Toujours dans le bon tempo, Cesc débloque le match d’une cuillerée de caviar. A nouveau plus que convaincant dans cette position où on le disait incapable il y a encore un mois, il a bonifié le jeu, et gonflé ses chiffres avec encore un grain et une passe dans le bouquet final.

Nominés dans la catégorie : Efficace, décisif, David Villa a lui-même apporté de l’eau au moulin de sa canditature à la titularisation. Encore un doublé toute en aisance, Messi fait encore partie du bon wagon. Mention très bien à Montoya, sérieux derrière et passeur. Félicitations également à Busi, pour son rôle de central improvisé à la hâte, avec le succès qui le caractérise.

 

Le Bialès :

Du déchet dans la première heure sous le pressing prive Xavi de la première catégorie, il était quand même au four et au moulin vu que derrière lui Song était à la cave.

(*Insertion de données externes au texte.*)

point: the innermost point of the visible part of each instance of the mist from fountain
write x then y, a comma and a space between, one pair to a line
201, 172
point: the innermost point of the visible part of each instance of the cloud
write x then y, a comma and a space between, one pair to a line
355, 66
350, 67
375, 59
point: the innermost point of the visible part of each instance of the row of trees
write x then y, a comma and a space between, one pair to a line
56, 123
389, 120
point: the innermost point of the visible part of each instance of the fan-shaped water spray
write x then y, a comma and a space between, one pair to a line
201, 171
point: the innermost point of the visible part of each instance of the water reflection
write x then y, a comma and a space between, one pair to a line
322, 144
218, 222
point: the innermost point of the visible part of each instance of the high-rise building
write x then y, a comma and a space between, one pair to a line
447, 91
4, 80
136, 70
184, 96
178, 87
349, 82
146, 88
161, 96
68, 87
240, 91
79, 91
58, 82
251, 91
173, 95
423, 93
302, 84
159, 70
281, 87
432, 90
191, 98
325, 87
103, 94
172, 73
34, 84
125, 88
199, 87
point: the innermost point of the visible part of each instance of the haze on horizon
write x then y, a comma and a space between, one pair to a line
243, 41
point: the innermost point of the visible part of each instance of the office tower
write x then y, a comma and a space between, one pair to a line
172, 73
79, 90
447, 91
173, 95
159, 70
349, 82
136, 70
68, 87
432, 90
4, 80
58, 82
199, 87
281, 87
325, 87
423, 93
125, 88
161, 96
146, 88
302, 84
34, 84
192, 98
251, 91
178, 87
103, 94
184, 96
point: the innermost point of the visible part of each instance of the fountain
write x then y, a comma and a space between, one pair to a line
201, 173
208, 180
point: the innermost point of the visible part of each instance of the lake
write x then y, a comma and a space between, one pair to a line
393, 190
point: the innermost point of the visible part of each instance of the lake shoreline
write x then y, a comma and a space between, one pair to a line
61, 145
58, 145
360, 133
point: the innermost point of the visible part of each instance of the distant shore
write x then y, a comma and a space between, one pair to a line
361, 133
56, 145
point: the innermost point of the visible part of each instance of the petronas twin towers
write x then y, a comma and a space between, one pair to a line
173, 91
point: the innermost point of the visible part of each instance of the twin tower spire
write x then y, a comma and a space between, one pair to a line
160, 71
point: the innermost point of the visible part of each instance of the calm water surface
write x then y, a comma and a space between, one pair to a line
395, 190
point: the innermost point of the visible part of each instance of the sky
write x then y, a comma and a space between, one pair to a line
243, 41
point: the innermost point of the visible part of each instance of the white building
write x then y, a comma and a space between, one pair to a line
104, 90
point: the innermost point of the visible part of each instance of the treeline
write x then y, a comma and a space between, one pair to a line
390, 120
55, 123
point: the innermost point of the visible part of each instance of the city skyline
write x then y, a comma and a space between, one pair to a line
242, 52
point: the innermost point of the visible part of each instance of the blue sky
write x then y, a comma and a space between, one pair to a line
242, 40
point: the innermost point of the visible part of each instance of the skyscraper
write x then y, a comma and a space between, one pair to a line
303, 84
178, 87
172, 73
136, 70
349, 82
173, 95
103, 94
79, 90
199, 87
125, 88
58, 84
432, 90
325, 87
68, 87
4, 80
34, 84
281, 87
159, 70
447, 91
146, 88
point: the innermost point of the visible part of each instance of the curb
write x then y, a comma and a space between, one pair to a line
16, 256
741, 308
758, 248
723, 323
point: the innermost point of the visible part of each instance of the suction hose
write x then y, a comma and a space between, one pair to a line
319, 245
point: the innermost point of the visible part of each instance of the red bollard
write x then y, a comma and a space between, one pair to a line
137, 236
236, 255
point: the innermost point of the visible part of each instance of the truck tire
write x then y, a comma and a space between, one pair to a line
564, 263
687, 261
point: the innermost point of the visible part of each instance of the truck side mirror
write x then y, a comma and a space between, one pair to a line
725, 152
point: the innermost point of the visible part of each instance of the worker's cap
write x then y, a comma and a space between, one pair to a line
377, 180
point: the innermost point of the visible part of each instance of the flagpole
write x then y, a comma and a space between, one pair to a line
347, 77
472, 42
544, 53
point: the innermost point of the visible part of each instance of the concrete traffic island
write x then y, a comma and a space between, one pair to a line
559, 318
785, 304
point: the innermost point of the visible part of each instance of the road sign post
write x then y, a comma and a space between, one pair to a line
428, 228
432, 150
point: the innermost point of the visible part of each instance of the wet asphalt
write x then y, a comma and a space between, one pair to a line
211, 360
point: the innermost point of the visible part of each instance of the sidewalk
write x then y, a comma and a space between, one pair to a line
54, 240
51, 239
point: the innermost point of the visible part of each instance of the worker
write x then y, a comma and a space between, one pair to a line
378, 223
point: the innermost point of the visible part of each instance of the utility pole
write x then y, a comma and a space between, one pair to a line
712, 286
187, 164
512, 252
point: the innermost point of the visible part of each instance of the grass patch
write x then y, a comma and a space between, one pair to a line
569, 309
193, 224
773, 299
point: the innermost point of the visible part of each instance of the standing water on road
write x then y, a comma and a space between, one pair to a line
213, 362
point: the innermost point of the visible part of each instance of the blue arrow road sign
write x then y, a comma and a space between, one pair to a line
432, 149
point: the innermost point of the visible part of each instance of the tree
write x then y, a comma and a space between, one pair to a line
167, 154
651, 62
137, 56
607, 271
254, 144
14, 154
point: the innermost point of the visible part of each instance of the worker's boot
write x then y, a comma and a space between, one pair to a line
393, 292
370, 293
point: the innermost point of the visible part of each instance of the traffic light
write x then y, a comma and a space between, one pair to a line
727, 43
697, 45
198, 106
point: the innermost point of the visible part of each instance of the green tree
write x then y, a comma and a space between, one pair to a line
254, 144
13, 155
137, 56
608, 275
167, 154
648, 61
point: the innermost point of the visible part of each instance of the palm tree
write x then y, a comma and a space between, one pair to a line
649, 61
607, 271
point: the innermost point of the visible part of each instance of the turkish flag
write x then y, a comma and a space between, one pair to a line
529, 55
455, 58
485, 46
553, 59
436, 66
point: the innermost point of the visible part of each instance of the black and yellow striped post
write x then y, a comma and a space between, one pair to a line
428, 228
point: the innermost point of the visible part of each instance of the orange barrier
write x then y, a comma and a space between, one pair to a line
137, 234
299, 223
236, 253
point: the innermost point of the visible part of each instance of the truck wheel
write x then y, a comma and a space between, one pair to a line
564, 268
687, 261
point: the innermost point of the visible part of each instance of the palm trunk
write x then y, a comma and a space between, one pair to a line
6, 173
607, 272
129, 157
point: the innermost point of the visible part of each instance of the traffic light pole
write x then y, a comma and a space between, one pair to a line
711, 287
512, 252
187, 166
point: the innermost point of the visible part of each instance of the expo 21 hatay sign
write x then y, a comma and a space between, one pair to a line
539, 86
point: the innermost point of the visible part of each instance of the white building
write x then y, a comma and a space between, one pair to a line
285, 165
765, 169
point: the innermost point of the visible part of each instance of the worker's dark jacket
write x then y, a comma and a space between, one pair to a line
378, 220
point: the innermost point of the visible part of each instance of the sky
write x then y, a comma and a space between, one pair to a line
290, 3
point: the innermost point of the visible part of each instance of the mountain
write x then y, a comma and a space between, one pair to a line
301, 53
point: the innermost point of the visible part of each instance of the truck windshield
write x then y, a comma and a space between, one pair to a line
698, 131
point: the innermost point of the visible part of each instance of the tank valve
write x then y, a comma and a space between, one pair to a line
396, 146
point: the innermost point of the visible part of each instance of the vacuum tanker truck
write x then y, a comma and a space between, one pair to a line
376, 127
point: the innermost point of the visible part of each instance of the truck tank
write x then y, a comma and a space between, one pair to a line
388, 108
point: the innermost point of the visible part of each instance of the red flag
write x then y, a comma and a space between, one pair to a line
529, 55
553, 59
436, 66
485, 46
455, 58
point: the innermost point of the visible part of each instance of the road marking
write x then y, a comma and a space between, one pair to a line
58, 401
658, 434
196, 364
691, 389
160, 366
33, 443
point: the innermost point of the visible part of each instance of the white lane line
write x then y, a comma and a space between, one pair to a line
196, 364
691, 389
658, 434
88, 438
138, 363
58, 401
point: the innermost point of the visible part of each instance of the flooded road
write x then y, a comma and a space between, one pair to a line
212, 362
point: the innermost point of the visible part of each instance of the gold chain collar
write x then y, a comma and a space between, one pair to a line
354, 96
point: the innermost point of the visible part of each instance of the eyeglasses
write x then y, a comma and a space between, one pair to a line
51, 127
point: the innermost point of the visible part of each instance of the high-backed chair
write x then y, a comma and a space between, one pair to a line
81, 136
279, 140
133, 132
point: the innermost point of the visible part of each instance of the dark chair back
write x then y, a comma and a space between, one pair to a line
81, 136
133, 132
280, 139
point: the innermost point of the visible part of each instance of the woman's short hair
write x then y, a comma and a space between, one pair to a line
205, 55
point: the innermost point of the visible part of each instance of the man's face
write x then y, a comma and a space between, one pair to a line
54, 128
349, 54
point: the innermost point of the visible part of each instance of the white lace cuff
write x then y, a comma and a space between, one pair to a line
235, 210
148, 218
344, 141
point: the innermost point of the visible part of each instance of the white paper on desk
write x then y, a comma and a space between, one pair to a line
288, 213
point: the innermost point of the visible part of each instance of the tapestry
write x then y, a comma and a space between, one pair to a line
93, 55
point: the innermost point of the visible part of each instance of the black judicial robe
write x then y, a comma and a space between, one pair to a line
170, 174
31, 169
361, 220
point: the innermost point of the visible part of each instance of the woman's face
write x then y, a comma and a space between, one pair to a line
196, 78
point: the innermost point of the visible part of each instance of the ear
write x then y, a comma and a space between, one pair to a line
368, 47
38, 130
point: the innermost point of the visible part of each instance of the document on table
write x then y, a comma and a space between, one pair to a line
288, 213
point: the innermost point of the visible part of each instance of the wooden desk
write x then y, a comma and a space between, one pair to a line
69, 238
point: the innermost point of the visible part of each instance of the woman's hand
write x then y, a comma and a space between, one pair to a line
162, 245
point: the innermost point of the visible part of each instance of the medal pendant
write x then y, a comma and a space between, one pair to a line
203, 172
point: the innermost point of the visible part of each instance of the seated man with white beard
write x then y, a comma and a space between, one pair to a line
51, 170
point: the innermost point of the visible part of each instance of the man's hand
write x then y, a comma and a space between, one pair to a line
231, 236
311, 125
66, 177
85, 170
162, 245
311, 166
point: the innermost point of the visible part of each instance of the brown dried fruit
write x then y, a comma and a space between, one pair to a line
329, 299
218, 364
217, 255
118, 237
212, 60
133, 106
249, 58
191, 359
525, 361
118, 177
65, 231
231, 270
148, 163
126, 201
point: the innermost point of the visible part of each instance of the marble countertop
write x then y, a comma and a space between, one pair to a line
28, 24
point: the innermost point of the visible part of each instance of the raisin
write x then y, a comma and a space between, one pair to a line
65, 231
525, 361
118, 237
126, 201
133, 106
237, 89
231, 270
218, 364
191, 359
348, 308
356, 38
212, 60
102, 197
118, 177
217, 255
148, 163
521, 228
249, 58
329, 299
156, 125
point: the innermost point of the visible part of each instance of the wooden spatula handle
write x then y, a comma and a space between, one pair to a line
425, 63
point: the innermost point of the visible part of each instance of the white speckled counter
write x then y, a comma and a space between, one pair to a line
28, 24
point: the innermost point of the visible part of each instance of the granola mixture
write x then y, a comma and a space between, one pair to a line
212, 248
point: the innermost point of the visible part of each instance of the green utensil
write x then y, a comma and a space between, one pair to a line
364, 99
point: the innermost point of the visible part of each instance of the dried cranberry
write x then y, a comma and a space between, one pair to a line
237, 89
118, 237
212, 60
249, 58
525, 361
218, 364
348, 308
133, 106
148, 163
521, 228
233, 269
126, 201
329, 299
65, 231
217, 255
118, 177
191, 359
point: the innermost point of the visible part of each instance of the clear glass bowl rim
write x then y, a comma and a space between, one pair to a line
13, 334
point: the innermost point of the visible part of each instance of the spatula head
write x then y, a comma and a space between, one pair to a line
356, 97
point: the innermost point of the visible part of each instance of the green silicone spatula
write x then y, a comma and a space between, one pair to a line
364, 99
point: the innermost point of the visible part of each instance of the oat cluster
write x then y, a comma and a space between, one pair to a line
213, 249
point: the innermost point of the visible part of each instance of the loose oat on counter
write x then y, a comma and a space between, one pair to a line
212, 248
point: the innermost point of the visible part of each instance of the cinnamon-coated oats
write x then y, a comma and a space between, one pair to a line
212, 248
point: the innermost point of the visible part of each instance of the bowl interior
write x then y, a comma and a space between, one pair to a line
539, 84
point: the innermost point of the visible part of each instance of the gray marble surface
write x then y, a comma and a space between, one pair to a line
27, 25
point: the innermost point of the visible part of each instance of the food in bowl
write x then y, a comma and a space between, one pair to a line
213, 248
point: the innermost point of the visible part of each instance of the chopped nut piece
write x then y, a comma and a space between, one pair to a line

Nominés : Pas loin d’être Client pour sa première Clean sheet depuis 4 matches, VV n’a pourtant pas été indécemment mis à contribution. Alba a encore fait son match, malgré des débuts assez délicats. Idem pour Adriano en dépit d’une qualité de relance désertique. Grosse activité de Pedro, qui pâtit hormis son assist de ne pas être assez impliqué dans les bon coups.

 

Le Casper :

Une entrée directement en position de hors jeu, Alexis a disparu dans ses erreurs de parallaxe.

 

Le Cagolin :

Défectueux dans son rôle, tant dans l’impact duelleux que dans la clarté de ses passes, Alex Song poursuit douloureusement son adaptation au jeu culé. La douceur réconfortante de la peluche lui fera le plus grand bien.

 

Pour ceux que ça intéresse, il y a Lana Del Rey demain à Vitoria. Sinon, il est encore temps pour se préparer à la semaine Celte qui s’annonce dès le weekend prochain.